My research is focused on the development of predictive multiscale models of complex biomaterials and biological processes involved in the initiation, growth, and metastases of tumors. Such advances involve several formidable challenges at the interface of modern computational engineering and biological science including (1) Development of multiscale mathematical models of cancer evolution, (2) Employment of experimental data to inform computational models, while coping with uncertainties in the models and measurements, and (3) Assessment of uncertainty in the computational prediction and patient specific decision making. My current research aims to address some of these grand-challenge areas through development and computational implementation of mathematical models of cancer evolution in subcell-cellular-tissue scales as well as statistical and computational data-driven algorithms to integrate imaging data and models.
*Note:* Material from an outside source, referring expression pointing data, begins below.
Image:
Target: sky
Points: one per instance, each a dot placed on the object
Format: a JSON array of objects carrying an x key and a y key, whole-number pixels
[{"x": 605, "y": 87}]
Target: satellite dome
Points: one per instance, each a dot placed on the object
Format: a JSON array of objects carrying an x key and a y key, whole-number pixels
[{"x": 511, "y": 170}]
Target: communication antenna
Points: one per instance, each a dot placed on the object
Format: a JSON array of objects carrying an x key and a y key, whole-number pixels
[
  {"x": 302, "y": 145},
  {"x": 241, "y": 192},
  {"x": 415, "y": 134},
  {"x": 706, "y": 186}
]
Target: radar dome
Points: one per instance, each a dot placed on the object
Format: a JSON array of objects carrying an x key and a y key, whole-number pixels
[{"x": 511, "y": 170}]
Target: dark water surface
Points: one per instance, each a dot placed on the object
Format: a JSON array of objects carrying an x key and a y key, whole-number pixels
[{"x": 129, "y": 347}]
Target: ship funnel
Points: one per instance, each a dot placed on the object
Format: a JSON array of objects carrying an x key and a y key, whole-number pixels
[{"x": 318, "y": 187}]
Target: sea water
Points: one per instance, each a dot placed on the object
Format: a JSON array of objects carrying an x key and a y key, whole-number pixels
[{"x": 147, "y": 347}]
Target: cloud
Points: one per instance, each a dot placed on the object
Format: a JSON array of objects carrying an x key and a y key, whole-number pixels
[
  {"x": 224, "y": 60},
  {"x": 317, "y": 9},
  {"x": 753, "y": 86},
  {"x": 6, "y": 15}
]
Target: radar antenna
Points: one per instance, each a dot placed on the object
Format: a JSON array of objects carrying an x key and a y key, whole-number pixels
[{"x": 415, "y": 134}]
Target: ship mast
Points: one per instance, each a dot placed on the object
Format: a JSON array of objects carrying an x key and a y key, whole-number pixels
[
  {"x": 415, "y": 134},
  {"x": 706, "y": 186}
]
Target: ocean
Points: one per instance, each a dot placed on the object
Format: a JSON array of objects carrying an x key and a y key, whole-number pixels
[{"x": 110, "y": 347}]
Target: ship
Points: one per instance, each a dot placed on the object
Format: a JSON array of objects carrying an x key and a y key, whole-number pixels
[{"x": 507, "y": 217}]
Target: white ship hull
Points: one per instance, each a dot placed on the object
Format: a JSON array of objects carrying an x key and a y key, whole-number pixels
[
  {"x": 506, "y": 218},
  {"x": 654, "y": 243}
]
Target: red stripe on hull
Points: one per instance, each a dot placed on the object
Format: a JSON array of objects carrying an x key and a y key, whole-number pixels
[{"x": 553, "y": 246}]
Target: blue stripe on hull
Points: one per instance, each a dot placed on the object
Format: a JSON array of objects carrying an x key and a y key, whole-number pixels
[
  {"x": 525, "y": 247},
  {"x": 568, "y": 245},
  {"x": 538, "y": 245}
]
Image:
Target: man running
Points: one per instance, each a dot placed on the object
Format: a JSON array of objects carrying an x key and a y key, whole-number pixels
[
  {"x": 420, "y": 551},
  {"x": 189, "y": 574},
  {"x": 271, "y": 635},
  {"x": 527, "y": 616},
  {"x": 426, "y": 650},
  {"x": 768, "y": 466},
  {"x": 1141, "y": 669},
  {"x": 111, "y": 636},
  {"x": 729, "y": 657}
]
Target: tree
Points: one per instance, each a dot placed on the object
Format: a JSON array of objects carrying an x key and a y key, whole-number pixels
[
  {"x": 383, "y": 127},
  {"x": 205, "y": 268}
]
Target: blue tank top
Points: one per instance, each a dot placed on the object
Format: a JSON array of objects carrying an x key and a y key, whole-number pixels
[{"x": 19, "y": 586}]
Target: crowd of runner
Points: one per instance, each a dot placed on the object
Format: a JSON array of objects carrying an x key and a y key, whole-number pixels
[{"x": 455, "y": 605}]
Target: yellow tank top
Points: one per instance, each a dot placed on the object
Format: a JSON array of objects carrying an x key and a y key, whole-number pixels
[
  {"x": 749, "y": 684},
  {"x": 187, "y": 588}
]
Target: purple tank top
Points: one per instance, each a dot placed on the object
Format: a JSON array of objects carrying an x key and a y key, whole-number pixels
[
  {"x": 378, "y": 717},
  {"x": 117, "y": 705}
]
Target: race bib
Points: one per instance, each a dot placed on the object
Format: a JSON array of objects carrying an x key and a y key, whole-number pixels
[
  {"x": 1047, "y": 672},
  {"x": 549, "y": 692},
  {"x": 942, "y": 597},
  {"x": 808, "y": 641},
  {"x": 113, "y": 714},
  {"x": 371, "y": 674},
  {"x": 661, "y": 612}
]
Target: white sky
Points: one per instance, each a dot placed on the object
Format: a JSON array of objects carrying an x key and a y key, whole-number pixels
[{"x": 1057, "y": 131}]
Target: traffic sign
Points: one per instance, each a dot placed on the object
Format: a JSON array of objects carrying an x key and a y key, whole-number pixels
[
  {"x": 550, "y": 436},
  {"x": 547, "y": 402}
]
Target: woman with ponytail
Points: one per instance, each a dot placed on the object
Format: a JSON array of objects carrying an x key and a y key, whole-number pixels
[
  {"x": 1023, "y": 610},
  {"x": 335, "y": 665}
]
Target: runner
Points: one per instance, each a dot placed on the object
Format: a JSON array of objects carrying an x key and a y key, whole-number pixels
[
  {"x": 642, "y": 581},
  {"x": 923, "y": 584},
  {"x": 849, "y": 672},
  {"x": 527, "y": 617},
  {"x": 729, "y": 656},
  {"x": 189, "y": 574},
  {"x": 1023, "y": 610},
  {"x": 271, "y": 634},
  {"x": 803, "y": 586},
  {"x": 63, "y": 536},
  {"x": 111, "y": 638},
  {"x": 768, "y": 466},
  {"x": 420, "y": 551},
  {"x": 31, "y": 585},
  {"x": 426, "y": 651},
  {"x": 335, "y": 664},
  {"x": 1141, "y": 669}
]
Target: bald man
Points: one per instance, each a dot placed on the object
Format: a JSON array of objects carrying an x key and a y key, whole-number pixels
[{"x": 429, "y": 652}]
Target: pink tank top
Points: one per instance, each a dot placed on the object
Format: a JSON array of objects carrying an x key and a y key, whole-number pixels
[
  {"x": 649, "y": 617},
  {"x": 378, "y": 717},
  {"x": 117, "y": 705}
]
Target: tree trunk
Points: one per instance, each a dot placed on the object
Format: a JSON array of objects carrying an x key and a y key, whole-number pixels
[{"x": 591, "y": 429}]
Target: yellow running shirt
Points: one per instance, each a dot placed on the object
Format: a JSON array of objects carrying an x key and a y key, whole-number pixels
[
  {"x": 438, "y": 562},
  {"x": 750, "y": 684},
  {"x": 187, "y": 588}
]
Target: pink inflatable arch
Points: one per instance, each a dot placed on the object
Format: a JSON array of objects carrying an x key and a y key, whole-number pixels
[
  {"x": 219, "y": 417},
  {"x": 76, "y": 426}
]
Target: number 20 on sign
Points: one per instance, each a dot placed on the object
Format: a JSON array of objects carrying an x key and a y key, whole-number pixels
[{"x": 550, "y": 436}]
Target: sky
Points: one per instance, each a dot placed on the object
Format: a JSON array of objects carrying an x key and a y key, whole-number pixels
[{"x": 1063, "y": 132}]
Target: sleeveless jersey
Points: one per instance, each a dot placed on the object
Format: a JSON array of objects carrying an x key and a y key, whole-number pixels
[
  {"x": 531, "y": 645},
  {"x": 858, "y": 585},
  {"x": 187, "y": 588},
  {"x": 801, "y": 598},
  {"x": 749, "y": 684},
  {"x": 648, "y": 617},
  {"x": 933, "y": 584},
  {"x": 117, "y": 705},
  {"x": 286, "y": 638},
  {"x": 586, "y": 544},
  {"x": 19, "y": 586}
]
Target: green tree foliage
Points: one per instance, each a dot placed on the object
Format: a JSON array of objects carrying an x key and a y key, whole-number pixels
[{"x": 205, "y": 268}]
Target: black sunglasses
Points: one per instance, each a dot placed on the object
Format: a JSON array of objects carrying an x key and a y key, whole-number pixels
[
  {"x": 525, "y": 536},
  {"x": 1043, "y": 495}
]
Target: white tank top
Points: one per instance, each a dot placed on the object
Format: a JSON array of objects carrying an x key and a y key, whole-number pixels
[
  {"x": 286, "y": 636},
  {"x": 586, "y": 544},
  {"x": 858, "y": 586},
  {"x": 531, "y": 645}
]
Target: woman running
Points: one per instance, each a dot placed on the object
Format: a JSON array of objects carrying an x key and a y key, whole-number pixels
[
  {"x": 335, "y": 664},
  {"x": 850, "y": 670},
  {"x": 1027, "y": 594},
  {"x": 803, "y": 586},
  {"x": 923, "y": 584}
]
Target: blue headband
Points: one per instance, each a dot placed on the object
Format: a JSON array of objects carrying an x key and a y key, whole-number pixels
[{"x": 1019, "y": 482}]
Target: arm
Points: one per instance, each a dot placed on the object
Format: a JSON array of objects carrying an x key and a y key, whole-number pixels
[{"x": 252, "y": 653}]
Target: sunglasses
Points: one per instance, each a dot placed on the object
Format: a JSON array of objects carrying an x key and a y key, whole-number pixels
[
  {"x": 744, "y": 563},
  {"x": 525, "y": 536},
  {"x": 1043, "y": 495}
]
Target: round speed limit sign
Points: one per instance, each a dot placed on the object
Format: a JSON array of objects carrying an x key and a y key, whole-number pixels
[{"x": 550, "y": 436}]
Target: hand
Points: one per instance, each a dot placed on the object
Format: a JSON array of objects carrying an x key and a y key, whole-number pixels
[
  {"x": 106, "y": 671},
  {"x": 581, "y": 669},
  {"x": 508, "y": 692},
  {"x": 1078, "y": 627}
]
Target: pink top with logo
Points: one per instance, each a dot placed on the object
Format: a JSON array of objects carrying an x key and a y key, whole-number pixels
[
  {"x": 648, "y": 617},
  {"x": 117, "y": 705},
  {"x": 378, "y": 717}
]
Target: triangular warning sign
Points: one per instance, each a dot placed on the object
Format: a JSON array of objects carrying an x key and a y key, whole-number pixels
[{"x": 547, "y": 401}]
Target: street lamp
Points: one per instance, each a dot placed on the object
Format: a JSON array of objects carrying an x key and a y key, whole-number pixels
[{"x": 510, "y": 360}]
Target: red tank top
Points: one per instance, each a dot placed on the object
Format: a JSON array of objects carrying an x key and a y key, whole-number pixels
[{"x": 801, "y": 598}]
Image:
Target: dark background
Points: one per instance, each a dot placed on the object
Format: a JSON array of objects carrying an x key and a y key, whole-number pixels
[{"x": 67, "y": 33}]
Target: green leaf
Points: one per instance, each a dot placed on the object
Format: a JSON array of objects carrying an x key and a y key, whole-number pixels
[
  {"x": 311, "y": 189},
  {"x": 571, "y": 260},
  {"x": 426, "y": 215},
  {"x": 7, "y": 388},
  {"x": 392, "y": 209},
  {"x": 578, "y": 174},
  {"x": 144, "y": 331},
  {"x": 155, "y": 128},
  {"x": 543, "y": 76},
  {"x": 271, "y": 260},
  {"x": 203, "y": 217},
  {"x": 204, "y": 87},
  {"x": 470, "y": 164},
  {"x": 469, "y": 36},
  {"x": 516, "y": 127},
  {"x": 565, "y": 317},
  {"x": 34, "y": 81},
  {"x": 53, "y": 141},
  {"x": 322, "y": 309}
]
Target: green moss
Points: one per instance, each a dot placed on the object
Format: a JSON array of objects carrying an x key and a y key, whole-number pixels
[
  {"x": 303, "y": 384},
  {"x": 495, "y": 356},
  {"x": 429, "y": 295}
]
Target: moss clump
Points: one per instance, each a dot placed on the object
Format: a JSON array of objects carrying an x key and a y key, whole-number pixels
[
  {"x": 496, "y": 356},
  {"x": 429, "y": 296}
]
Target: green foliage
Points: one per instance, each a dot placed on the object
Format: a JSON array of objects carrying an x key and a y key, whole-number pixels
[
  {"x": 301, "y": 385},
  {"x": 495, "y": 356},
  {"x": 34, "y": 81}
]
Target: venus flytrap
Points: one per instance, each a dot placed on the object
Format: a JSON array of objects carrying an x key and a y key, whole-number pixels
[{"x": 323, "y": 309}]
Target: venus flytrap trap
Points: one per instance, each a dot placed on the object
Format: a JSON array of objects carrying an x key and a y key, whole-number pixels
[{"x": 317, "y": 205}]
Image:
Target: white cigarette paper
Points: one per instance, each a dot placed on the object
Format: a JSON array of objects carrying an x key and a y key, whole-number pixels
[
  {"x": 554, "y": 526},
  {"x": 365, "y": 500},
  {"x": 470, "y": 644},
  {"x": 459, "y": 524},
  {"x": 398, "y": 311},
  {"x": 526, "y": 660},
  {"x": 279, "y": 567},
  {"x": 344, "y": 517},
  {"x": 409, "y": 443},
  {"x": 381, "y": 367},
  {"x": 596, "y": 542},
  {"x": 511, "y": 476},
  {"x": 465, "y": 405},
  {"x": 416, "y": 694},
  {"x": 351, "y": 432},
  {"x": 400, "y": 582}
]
Multiscale Models of Cancer Growth Of particular interest is simulating the effects of mechanical deformation on tissue growth through development of fully coupled mass transport (phase-field) and finite strain deformation (hyperelastic) theories derived from principles of continuum mixture theory. Furthermore, I work on reduced order hybrid multiscale models consists of continuum model of the dispersion of nutrients and growth factors in the tumor microenvironment (tissue scale), lattice-free agent-based model to describe individual cell dynamics including cell movement and the phenotypic transitions (cellular scale), and inter- and intracellular signaling pathways models represented by a system of coupled nonlinear differential equations (sub-cellular scale).
Computational Frameworks for Data-enabled Predictive Modeling My work also involves development and implementation of advanced statistical and computational methods to inform the parameters of the multiscale models using relevant in vivo and in vitro experimental data, systematically quantify the uncertainties in model parameters, and assess the reliability of computational predictions. The data-enabled frameworks are developed based on Bayesian approach for bringing together model-specific experimental data for model calibration and validation.
Multiscale modeling of tumor growth:
(Top) Statistical calibration of coupled phase field-hyperelastic models of brain tumor using in vivo imaging data of murine models of glioma growth; (Bottom) Hybrid agent based-continuum model cancer cell evolution calibrated and validated by in vitro imaging data of time-resolved microscopy.